Gallbladder drainage
Gallbladder drainage under ultrasound control is a temporary, palliative procedure which tends to be reserved for particularly ill patients with septicaemia, as a method of stabilizing their condition prior to surgery. Drainage of, for example, a gallbladder empyema buys useful time, reducing the risk of perforation and subsequent peritonitis and improving clinical status prior to surgical removal.

Although the portable nature of ultrasound allows a bedside procedure to be performed (which is particularly useful in patients under intensive therapy who cannot be moved), these procedures carry a high risk to the patient and full anaesthetic, nursing and medical support is required.

Nephrostomy
Renal obstruction in which the pelvicalyceal system is dilated may be alleviated by the percutaneous introduction of a nephrostomy tube under ultrasound guidance.

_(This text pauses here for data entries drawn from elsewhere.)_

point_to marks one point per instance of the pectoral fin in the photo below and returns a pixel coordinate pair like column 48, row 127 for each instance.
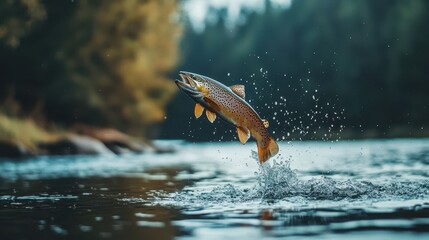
column 239, row 90
column 211, row 116
column 243, row 134
column 266, row 123
column 198, row 110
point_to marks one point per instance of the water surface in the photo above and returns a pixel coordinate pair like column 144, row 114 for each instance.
column 322, row 190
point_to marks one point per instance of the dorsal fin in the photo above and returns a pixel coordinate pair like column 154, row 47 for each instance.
column 243, row 134
column 211, row 116
column 198, row 110
column 239, row 90
column 266, row 123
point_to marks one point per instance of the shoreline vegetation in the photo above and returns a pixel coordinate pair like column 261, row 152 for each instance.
column 22, row 138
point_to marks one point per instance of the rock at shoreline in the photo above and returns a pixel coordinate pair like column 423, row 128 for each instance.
column 115, row 140
column 16, row 151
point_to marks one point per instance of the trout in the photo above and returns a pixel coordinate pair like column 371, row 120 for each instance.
column 229, row 104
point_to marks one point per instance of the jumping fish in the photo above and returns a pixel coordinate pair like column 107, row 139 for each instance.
column 229, row 104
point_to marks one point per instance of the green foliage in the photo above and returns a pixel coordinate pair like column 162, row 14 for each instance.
column 97, row 62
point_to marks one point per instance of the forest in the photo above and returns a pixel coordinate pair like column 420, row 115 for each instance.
column 344, row 68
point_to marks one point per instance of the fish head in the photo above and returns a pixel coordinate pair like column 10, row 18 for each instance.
column 194, row 85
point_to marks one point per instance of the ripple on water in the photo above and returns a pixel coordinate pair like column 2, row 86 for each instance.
column 279, row 183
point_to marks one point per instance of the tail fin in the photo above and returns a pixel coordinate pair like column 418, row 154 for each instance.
column 267, row 149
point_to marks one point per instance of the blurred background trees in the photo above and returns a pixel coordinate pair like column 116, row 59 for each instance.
column 368, row 58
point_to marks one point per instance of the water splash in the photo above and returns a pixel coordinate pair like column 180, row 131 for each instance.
column 278, row 182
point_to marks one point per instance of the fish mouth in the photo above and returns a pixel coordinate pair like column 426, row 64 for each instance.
column 188, row 85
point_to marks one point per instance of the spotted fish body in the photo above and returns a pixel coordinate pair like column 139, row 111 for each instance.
column 229, row 104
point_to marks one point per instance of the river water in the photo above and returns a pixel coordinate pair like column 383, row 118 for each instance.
column 377, row 189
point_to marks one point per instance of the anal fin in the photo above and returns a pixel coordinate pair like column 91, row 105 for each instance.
column 243, row 134
column 211, row 116
column 198, row 110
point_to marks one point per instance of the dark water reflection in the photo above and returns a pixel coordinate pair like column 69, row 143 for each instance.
column 374, row 190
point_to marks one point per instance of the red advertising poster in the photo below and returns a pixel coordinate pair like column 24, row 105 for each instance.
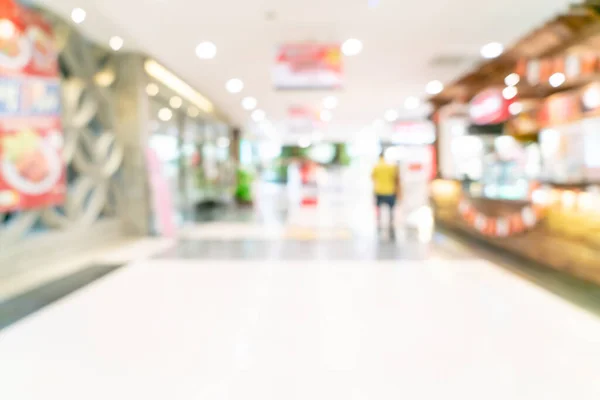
column 308, row 66
column 559, row 109
column 32, row 171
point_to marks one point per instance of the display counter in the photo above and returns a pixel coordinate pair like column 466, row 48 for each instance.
column 560, row 226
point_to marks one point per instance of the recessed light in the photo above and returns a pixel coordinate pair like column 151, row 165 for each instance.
column 434, row 87
column 258, row 115
column 515, row 108
column 78, row 15
column 234, row 85
column 352, row 47
column 223, row 142
column 330, row 102
column 492, row 50
column 152, row 89
column 249, row 103
column 165, row 114
column 378, row 123
column 512, row 79
column 176, row 102
column 193, row 112
column 509, row 92
column 116, row 43
column 391, row 115
column 412, row 103
column 206, row 50
column 557, row 79
column 304, row 143
column 326, row 116
column 7, row 29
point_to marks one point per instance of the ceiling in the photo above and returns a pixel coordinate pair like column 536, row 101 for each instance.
column 402, row 41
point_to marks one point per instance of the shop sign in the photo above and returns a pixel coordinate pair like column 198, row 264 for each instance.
column 32, row 170
column 308, row 66
column 489, row 108
column 413, row 133
column 559, row 109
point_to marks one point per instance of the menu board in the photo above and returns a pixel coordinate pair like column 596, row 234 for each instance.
column 32, row 171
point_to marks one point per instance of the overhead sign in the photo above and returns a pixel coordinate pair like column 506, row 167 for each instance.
column 413, row 133
column 32, row 171
column 489, row 108
column 308, row 66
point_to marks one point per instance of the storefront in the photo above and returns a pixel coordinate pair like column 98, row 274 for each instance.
column 192, row 145
column 86, row 177
column 521, row 169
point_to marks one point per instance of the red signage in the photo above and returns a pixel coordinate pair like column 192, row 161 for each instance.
column 32, row 171
column 489, row 108
column 308, row 66
column 559, row 109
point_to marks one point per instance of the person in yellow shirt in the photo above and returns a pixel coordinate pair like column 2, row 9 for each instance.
column 386, row 183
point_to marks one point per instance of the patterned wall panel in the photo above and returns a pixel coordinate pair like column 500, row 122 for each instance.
column 91, row 150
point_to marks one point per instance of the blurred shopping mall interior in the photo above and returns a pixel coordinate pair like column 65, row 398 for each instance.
column 275, row 199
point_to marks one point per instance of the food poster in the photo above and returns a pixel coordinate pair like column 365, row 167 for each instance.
column 32, row 170
column 308, row 66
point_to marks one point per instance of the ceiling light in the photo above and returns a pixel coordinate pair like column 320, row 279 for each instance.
column 78, row 15
column 391, row 115
column 249, row 103
column 176, row 102
column 326, row 116
column 167, row 78
column 152, row 89
column 165, row 114
column 105, row 78
column 352, row 47
column 206, row 50
column 304, row 143
column 330, row 102
column 434, row 87
column 116, row 43
column 193, row 112
column 258, row 115
column 412, row 103
column 492, row 50
column 509, row 92
column 378, row 123
column 591, row 98
column 515, row 108
column 512, row 79
column 223, row 142
column 557, row 79
column 234, row 85
column 7, row 29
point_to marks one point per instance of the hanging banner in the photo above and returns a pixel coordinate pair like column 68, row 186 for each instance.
column 32, row 171
column 308, row 66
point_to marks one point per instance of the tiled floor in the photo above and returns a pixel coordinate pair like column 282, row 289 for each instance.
column 245, row 315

This procedure relieves pressure in the renal collecting system and avoids potential irreversible damage to the renal parenchyma. Although the procedure may be carried out completely under ultrasound control, it is normally performed in a screening room where a combination of ultrasound and X-ray screening can be used to maximal effect.

Cyst drainage
The percutaneous treatment of renal and hepatic cysts by simple aspiration may afford only temporary relief as they frequently recur, but a more permanent result may be achieved by injecting a sclerosant, for example absolute alcohol or tetracycline into the cyst. In addition, percutaneous treatment of hydatid liver disease (traditionally avoided because of the risk of spreading parasites along the needle track and causing further infection) has been successfully performed by injecting of a scolicidal agent, avoiding the need for surgical removal. Other applications include draining of pancreatic pseudocysts and inserting a cystogastrostomy tube with combined fluoroscopy and ultrasound guidance; the cyst is allowed to drain through this tube into the stomach. This is now better done endoscopically.